Both function declarations and function definitions are part of the
source text. Nobody was referring to functions as abstract entities,
or to function designators.

C has variable scoping right but didn't see the significant
advantages that similar scoping rules would have for functions.
A lot of code reliability could have been improved with local
functions.

The implementation of nested functions has very little impact
compiler implementation. Quite a few C compilers have scoped
functions capability implemented as a C extension.

w..
..
 
W

Walter Banks

David said:
David Brown said:
On 08/05/14 11:15, BartC wrote:
If the choice is *only* between 0 and 1, then 0 is more versatile. But
it's
not hard to allow both or any. Both 0 and 1 bases have their uses;
1-based I
think is more useful as the default base.
When you just going to have one type of array, then indexing by integers
starting from 0 is the simplest and clearest - you have the offset from
the start of the array.

But it doesn't always make sense to keep thinking of offsets. Look at the
'A'..'Z' example below, and tell me where offsets from the start of the
array come in, on the line with rotationcypher['F'].

The point is that when you use 0-based arrays, you can think of offsets.

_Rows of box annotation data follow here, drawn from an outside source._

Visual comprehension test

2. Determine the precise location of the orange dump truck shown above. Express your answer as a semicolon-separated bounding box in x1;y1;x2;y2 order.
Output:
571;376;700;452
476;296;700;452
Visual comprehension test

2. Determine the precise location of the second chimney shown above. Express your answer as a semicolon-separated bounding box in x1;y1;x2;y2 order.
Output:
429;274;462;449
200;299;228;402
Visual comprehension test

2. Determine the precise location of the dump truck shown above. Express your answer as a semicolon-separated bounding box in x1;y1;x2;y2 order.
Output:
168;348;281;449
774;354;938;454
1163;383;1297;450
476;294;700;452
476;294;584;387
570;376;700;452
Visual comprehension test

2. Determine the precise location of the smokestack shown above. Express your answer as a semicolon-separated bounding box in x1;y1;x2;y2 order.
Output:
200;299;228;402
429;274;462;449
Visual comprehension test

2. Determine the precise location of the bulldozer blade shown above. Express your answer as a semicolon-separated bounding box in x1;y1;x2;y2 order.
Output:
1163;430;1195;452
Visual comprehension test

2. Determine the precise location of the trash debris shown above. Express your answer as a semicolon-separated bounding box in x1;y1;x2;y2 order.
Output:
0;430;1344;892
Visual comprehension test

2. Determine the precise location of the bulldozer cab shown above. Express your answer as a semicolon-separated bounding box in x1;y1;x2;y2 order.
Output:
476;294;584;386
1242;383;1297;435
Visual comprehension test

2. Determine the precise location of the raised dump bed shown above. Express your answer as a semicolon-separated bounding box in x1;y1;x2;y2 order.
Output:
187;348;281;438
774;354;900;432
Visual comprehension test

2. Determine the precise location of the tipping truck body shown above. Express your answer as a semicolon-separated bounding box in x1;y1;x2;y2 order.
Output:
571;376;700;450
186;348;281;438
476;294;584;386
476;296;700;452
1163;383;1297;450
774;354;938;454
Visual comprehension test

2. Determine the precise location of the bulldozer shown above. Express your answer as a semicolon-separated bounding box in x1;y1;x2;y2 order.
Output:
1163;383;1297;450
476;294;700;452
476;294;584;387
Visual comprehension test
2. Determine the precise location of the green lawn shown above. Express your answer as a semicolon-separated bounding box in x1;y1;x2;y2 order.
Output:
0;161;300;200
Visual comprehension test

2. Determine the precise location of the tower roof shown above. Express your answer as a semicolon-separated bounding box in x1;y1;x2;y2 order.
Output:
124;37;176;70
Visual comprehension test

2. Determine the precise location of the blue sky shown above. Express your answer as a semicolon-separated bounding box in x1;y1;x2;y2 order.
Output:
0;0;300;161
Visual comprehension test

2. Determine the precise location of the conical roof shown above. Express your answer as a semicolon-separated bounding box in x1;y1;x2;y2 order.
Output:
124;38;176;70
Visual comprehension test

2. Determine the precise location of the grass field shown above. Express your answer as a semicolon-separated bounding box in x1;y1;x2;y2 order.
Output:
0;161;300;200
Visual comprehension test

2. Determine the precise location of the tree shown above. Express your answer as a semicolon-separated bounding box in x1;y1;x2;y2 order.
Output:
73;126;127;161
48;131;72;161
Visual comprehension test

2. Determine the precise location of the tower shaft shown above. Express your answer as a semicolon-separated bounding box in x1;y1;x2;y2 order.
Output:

For non-zero based arrays, the compiler hides the offset from you. In
the 'a' .. 'z', the compiler would put the " -'a' " in for you.
If you are going to look for more options, then you should really allow
ranges and different integral types (such as different sized integers,
integer ranges, contiguous enumerated types, etc.). That would lead to
clearer code and better compile-time checking for ranges and types -
similar to Pascal:

int xs[1 .. 100];
char rotationCypher['a' .. 'z'];

I don't see it happening in the C world - especially as it is already
possible in C++ (but with an uglier template declaration syntax, of
course).

Why can't we just have those 1..100 and 'a'..'z' bounds without bringing
all
that other stuff into it?

I can write this [** not in C **]:

['A'..'Z']char rotationcypher

That format is pointlessly different from C style - if these sorts of
arrays are ever to make sense in C, C++, or a C-like language, then they
would be written in roughly the form I gave.
print rotationcypher['F']

Which I can machine-translate to C and it takes care of the offsets needed
to make it work with C's 0-based arrays. Something like this:

unsigned char rotationcypher[26];
printf("%c",(rotationcypher[70-65]));

No special type attributes for the index or bounds, no templates, nothing
special except providing the right offsets.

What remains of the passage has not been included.